Maybe we should be glad they believed Ryan, because it seems those who tell other Republicans that something they hate isn’t just a liberal plot, but is actually real, the big tent gets a bit too small to keep admitting the RINO. Let’s hope her fellow Republicans stop being intimidated by Bachmann’s adoring hordes and the Bachmann-wannabes in their caucus, because the risks of defaulting are so clear, and so imminent, and thereby so easy to see, that these debt-deniers make the people who think global warming is a hoax look positively rational.

Unfortunately, basic facts can be missing even among rational people.

I’m referring to Jay Kiedrowski, described in the Star Tribune as “a leadership expert at the University of Minnesota’s Humphrey School of Public Affairs”, who appeared to compare Keith Ellison to Michele Bachmann because he objects to cutting Social Security and Medicare:

“You have people who can take positions on the extremes because they are in safe districts,” Kiedrowski noted. “They depend on the majority of Congress to act responsibly so they don’t have to.”

I said “appeared” because the article is written in such a way that it appears Kiederowski is commenting on Ellison and Bachmann. I recognize he might not have meant them, though how he couldn’t have meant Bachmann I can’t conceive, so maybe that was the Jim Spencer’s characterization. Whether it’s Kiederowski or Spencer saying that, he is factually wrong and Ellison is right. Social Security and Medicare aren’t driving the deficit, and cutting them doesn’t help. They have their own trust funds and their own revenue sources. The only way they could drain the treasury is if the trust funds emptied, and the treasury made up the difference between revenues and benefits. Social Security could be made more solvent if not permanently solvent just by lifting the income cap. Medicare’s problem isn’t its own structure, but rising medical costs that plague not just government programs, but private insurance too, not to mention those paying out of pocket.

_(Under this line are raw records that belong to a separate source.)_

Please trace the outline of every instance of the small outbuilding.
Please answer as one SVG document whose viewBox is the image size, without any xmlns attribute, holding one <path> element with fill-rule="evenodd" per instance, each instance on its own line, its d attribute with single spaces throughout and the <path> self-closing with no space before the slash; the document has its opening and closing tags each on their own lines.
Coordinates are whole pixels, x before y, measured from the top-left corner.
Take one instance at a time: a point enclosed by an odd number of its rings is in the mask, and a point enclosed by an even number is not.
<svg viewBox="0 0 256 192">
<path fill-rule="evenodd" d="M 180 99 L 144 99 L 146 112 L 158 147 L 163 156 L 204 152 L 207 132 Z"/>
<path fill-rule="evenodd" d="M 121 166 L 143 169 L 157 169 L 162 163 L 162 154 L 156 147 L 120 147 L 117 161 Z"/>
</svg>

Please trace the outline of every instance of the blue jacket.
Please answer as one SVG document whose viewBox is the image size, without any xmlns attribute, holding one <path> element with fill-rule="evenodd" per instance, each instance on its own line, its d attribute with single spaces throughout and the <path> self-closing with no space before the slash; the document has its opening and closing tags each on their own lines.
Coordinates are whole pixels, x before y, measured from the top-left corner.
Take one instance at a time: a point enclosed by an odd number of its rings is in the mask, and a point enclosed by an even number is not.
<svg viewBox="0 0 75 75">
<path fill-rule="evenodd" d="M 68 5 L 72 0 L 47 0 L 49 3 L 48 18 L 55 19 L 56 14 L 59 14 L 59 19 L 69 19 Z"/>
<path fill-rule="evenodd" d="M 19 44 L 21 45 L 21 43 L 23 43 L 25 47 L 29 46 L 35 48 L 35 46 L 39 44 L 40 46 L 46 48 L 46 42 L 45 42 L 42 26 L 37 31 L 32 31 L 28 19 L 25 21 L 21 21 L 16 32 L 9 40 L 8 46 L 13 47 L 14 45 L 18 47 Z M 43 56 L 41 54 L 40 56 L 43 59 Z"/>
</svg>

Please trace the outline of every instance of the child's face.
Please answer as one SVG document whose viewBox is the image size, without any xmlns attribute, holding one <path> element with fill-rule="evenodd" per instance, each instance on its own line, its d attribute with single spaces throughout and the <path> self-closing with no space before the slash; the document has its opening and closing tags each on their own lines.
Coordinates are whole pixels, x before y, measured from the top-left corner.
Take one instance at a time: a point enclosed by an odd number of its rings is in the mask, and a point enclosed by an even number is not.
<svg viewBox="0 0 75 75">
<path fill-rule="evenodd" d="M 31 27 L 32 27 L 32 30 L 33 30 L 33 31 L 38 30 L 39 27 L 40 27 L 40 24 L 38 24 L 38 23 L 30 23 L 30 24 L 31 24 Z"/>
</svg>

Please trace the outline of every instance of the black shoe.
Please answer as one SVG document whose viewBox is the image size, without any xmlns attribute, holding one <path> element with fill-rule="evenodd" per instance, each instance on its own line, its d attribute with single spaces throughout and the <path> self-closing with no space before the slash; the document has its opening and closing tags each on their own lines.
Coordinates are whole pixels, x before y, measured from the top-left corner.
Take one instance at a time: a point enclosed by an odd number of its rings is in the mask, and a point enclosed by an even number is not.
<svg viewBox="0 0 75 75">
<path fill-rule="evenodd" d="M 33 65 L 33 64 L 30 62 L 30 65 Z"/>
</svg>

In other words, just to be really clear, they don’t cause the deficit, and cutting them won’t cut the deficit. The only reason to cut them is because Republicans seem crazy enough to wreck the economy if they’re not cut — yet to either the leadership expert or the reporter, Keith Ellison is the irresponsible one for refusing to give in to a well-dressed protection racket and cut them. It’s like the tea parties are coming around saying, “Hmm, nice economy you got there Mr. Democrat. Be a shame if anything happened to it. But things break, don’t they. Of course, maybe if you hand over your precious entitlement programs, there might not be some unfortunate accident.”

So of course, the person who refuses to pay the thug is the one showing a complete lack of responsibility.